Comme annoncé précédemment, le contrôle de la mairie de Yomou divise actuellement les conseillers communaux. Et cette division s’est répercutée sur la population de cette commune urbaine. Plusieurs jeunes ont manifesté dans l’après-midi du samedi 18 juillet 2020 dans les rues de la ville. Ils réclament le départ du maire qu’ils accusent de cumul de fonctions et son remplacement par le premier vice maire, rapporte le correspondant de Guineematin.com basé à N’Zérékoré.

C’est ce samedi que les conseillers frondeurs comptaient installer le premier vice maire de la commune urbaine, Marcel Théo Doualamou, à la place du maire, Mathieu Kpoghomou, qu’ils disent avoir destitué il y a quelques jours. Mais, les élus n’ont pas eu accès à la mairie, puisqu’ils ont trouvé que les locaux étaient cadenassés.

Ce qui a irrité leurs partisans, qui sont descendus dans la rue pour exprimer leur mécontentement. Pour eux, Mathieu Kpoghomou, qui est à la fois maire de la commune urbaine et député uninominal de Yomou à l’Assemblée nationale, doit quitter la tête de l’exécutif communal au profit du premier vice maire.

« Nous sommes là pour montrer à l’opinon nationale et internationale que nous ne sommes pas d’accord que monsieur Mathieu Kpoghomou soit député-maire de Yomou. Pour nous, il est député mais il ne doit pas être notre maire. C’est pourquoi notre slogan c’est honorable Mathieu député, Oui ; mais maire, Non. Nous sommes partis à la commune pour installer notre nouveau maire, mais ils ont fermé la porte pour nous empêcher d’entrer », a déclaré l’un des manifestants.

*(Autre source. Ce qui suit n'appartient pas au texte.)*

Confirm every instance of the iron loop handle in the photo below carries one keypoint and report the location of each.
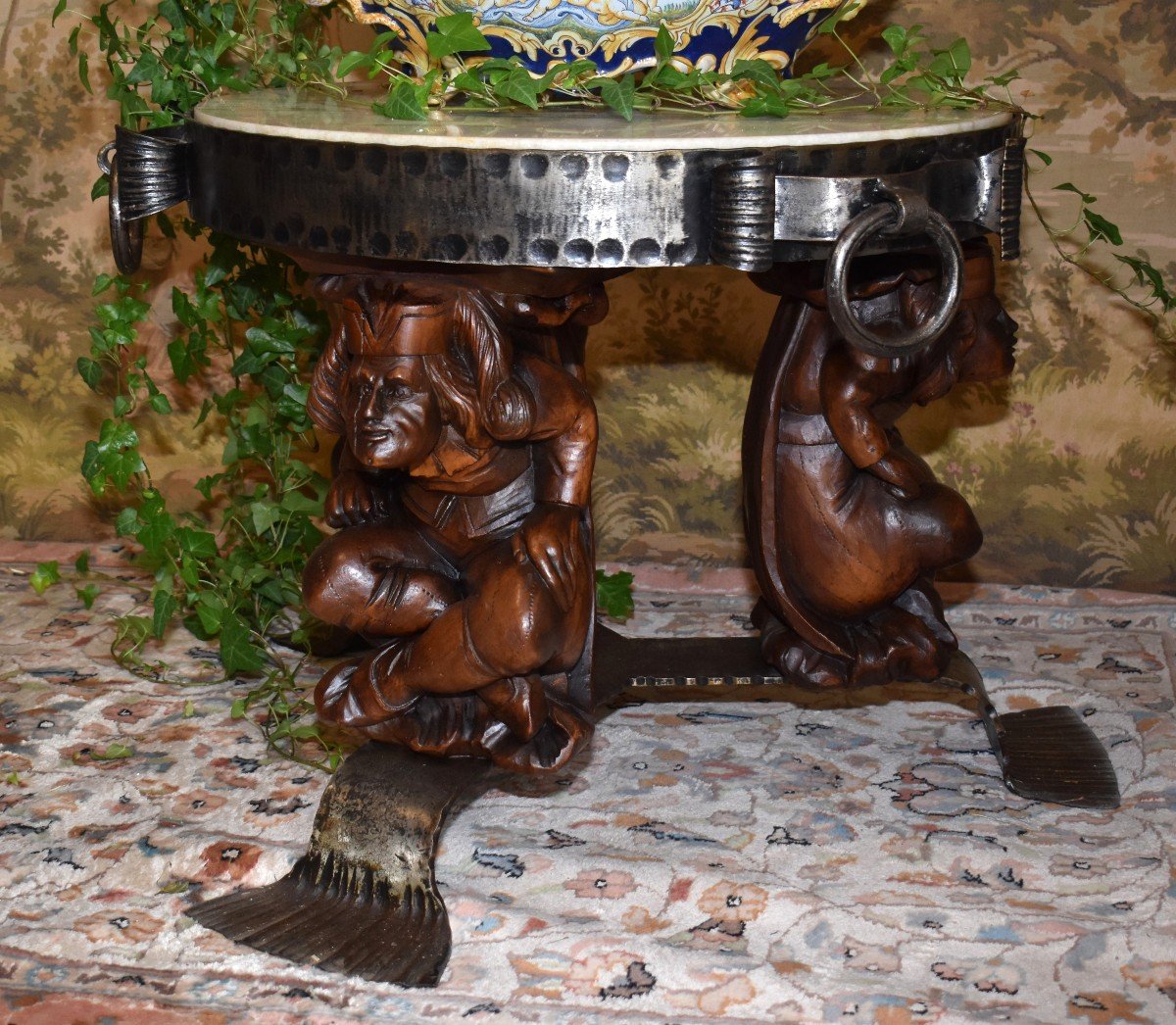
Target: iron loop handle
(900, 212)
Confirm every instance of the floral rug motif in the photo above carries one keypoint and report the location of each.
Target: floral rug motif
(760, 860)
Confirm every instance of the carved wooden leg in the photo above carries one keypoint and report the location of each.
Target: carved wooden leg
(847, 526)
(464, 561)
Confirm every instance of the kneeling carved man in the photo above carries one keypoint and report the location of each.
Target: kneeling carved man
(462, 492)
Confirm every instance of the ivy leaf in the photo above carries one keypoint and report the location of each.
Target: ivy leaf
(521, 87)
(456, 33)
(45, 576)
(351, 61)
(197, 543)
(405, 102)
(1148, 276)
(239, 653)
(1101, 228)
(164, 608)
(897, 37)
(115, 752)
(830, 24)
(618, 94)
(1065, 186)
(113, 458)
(759, 72)
(614, 594)
(91, 371)
(663, 43)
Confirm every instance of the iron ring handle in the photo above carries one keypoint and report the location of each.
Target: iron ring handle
(900, 212)
(126, 234)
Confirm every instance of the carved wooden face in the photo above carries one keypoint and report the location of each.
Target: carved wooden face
(391, 413)
(991, 357)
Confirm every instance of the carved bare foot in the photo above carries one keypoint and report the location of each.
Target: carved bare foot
(363, 693)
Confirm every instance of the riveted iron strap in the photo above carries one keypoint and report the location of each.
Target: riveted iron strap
(816, 210)
(744, 214)
(1012, 178)
(153, 170)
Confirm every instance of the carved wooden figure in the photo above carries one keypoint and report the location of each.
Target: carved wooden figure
(462, 495)
(847, 525)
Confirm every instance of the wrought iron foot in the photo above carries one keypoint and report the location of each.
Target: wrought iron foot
(1046, 754)
(364, 899)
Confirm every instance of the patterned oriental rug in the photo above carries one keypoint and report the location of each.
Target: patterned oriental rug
(742, 861)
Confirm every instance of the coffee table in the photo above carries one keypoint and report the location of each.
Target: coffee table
(464, 260)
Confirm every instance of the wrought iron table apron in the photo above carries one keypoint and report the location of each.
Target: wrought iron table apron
(583, 208)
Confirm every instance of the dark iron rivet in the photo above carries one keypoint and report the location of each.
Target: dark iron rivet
(615, 166)
(544, 252)
(574, 166)
(579, 252)
(610, 252)
(534, 165)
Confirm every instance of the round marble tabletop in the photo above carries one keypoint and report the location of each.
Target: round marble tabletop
(323, 118)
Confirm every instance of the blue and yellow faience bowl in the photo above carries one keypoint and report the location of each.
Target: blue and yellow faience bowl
(617, 35)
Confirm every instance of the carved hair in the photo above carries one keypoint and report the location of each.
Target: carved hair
(473, 382)
(507, 408)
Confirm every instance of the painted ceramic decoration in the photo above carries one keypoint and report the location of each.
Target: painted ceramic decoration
(616, 34)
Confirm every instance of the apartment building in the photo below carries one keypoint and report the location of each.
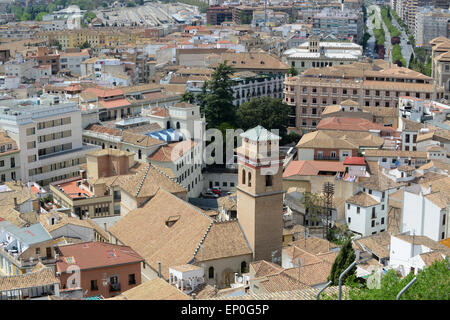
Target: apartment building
(70, 60)
(247, 85)
(48, 136)
(215, 15)
(182, 161)
(440, 65)
(106, 37)
(9, 159)
(105, 269)
(361, 82)
(315, 53)
(46, 56)
(343, 24)
(431, 23)
(425, 209)
(96, 193)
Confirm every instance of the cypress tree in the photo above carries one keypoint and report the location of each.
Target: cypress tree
(345, 257)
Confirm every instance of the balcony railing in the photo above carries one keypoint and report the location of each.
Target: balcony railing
(114, 287)
(326, 158)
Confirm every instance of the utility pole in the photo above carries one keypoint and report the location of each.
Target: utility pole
(328, 191)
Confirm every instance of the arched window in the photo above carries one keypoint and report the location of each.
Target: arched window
(268, 180)
(244, 267)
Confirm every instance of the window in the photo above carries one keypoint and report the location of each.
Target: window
(268, 180)
(30, 131)
(244, 267)
(211, 273)
(94, 285)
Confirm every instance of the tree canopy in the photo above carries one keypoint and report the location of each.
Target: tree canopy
(344, 259)
(218, 102)
(433, 283)
(271, 113)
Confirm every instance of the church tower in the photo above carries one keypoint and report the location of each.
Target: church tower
(260, 193)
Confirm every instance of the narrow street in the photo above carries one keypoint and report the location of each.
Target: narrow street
(406, 48)
(379, 22)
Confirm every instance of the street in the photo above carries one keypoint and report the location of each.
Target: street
(405, 47)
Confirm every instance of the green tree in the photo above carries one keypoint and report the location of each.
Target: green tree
(188, 97)
(271, 113)
(345, 258)
(293, 71)
(433, 283)
(40, 15)
(218, 102)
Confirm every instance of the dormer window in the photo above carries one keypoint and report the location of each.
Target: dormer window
(171, 220)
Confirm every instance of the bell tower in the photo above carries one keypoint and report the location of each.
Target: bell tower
(260, 193)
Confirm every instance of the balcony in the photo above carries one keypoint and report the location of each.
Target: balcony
(114, 287)
(335, 158)
(304, 115)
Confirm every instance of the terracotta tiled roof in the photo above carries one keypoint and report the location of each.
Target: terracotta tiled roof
(231, 239)
(363, 199)
(40, 276)
(377, 244)
(377, 180)
(116, 103)
(154, 289)
(145, 230)
(304, 294)
(430, 257)
(394, 153)
(312, 167)
(172, 151)
(350, 124)
(254, 60)
(339, 139)
(140, 140)
(425, 241)
(103, 129)
(89, 255)
(147, 181)
(313, 245)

Depuis Conakry où il se trouve, le député-maire de Yomou a réagi à cette situation. Mathieu Kpoghomou déplore l’attitude des frondeurs qui, dit-il, est contraire à la loi qui régit les collectivités locales en Guinée. « Le premier vice maire a défoncé une porte qui lui est largement ouverte. Il y a eu trop de mensonge dans cette affaire. Moi, je n’ai jamais désigné le deuxième maire comme étant mon remplaçant à mon absence et je ne lui ai pas remis mon cachet comme certains le disent.

Mais, le premier vice maire ne peut pas chômer pendant huit mois et venir revendiquer. Puisqu’il a choisi de collaborer avec les partis de l’opposition pour braver l’autorité, nous disons que c’est une stratégie pour le premier vice maire d’implanter un parti à Yomou avec des intrus qui n’ont rien à avoir avec le fonctionnement de la mairie. Sinon pour remplacer un maire, le conseil communal a l’obligation de se tourner vers le code des collectivités qui nous régit », a dit l’honorable Kpoghomou.

Pour l’heure, les deux camps opposés restent fermes sur leur position. Cette crise empêche la mairie de Yomou de fonctionner normalement et commence à créer des tensions au sein de la population locale.